Visite de quartiers grenoblois avec Jean-Pierre Garnier

18, 19 et 20 août 2010

Le 15 septembre 2010, la mairie de Grenoble et les commerçants du centre ville inaugurent "La Caserne de Bonne" - nouveau quartier édifié pour les ingénieurs et cadres à hauts revenus - à peine troublés par les "événements" de la Villeneuve et le malaise de ses habitants. De l’autre côté de la ville, Saint-Bruno, ex-quartier populaire bigarré cède à l’"europolisation" et au prestige des résidences à visiophone, refoulant les plus pauvres à la périphérie de la ville.

Comment la ségrégation sociale se traduit-elle dans les politiques d’urbanisme ? Comment la ville confine-t-elle les pauvres à l’écart de la vitrine du centre ? Qu’est-ce que l’architecture sécuritaire ? En quoi le bâti influence-t-il la vie des gens ?

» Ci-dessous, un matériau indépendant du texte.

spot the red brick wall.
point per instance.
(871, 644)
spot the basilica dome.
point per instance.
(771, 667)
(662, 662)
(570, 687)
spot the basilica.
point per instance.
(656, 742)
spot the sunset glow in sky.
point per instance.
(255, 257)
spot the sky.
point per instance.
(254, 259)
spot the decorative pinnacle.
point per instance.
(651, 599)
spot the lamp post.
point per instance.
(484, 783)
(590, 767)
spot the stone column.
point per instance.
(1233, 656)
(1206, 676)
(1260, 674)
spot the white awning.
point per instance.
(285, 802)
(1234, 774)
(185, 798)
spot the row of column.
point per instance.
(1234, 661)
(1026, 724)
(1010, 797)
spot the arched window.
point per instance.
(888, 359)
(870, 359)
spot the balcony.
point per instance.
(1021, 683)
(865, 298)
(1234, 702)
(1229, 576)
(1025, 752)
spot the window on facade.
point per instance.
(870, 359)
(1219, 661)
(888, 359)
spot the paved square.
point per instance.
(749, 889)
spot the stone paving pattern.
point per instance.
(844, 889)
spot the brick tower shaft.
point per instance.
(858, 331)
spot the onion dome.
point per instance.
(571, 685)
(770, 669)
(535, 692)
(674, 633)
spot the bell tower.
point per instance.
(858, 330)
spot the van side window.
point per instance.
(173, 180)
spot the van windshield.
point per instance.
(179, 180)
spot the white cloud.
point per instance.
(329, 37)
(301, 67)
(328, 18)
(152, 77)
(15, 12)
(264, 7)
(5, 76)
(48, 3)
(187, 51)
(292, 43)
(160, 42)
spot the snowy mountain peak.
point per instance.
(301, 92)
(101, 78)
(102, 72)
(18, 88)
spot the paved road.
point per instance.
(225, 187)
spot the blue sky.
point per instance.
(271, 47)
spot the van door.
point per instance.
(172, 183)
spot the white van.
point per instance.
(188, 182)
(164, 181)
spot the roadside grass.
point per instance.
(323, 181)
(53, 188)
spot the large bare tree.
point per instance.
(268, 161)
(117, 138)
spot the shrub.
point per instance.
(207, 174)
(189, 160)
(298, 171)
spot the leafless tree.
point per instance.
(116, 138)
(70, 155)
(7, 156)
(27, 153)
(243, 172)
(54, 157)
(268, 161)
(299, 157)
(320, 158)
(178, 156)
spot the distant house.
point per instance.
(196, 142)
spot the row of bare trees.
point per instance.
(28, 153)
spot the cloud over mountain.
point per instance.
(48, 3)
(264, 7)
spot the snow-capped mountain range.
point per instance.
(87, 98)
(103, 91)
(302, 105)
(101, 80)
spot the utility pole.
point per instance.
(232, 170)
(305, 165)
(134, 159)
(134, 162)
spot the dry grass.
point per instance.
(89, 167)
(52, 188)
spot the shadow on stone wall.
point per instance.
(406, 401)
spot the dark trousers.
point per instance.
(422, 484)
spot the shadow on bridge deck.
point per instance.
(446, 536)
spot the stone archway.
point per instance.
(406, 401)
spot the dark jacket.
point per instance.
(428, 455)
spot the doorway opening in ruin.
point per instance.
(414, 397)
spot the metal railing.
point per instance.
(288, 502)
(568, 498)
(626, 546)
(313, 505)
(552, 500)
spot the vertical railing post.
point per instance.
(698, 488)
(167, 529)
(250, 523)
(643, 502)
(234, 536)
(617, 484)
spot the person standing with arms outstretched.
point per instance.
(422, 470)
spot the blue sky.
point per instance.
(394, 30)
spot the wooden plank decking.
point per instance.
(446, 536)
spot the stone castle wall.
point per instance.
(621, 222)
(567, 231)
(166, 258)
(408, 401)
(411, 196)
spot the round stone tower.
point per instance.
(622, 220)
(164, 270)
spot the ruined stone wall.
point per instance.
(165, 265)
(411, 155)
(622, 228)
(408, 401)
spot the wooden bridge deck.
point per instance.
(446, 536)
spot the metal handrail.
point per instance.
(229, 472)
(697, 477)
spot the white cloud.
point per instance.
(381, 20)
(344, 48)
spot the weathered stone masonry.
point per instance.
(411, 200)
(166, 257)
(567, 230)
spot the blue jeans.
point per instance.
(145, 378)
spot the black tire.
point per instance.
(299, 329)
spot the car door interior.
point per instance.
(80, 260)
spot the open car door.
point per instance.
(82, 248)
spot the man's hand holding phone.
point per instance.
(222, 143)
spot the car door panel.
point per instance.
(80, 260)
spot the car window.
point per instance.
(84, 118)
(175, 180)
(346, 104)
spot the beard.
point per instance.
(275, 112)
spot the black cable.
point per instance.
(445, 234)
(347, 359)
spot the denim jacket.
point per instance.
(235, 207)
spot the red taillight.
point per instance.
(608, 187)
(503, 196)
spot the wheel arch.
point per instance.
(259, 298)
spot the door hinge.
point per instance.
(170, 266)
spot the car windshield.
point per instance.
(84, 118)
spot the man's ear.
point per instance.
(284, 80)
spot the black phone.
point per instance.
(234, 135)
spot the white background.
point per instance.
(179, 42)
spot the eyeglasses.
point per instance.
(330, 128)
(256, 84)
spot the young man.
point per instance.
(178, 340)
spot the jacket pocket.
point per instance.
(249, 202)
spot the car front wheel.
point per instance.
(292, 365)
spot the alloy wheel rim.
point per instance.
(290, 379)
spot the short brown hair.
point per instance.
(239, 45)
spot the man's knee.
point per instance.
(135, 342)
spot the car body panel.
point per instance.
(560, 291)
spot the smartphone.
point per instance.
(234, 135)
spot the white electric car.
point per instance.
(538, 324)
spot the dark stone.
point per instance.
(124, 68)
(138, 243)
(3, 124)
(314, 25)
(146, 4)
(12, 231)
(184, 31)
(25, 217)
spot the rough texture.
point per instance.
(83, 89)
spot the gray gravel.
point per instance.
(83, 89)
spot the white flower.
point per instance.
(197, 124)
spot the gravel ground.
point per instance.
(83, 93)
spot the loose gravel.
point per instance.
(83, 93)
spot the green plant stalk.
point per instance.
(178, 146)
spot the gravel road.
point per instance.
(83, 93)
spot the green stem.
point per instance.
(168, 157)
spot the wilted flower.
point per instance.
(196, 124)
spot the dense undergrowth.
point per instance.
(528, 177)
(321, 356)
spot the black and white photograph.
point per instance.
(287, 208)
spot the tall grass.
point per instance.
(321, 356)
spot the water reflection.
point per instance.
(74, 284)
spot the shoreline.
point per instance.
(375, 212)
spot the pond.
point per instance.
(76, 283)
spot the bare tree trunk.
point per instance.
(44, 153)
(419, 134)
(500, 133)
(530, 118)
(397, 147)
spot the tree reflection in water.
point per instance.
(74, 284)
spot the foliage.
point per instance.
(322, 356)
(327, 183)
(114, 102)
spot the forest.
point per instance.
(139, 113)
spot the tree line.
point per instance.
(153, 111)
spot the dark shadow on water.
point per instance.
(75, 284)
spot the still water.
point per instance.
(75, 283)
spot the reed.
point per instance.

Les 18, 19 et 20 août prochains nous vous invitons à une visite de plusieurs quartiers grenoblois en compagnie de Jean-Pierre Garnier.

Pré-programme : chaque jour un quartier

 Mercredi 18 et vendredi 20 : RV sur place à 10 heures précises. Visite de deux heures environ.
Midi : chacun amène son pique-nique, pour un repas commun aux Bas-Côtés (59 rue Nicolas Chorier). Jusqu’à 16 h : atelier discussion aux Bas-Côtés.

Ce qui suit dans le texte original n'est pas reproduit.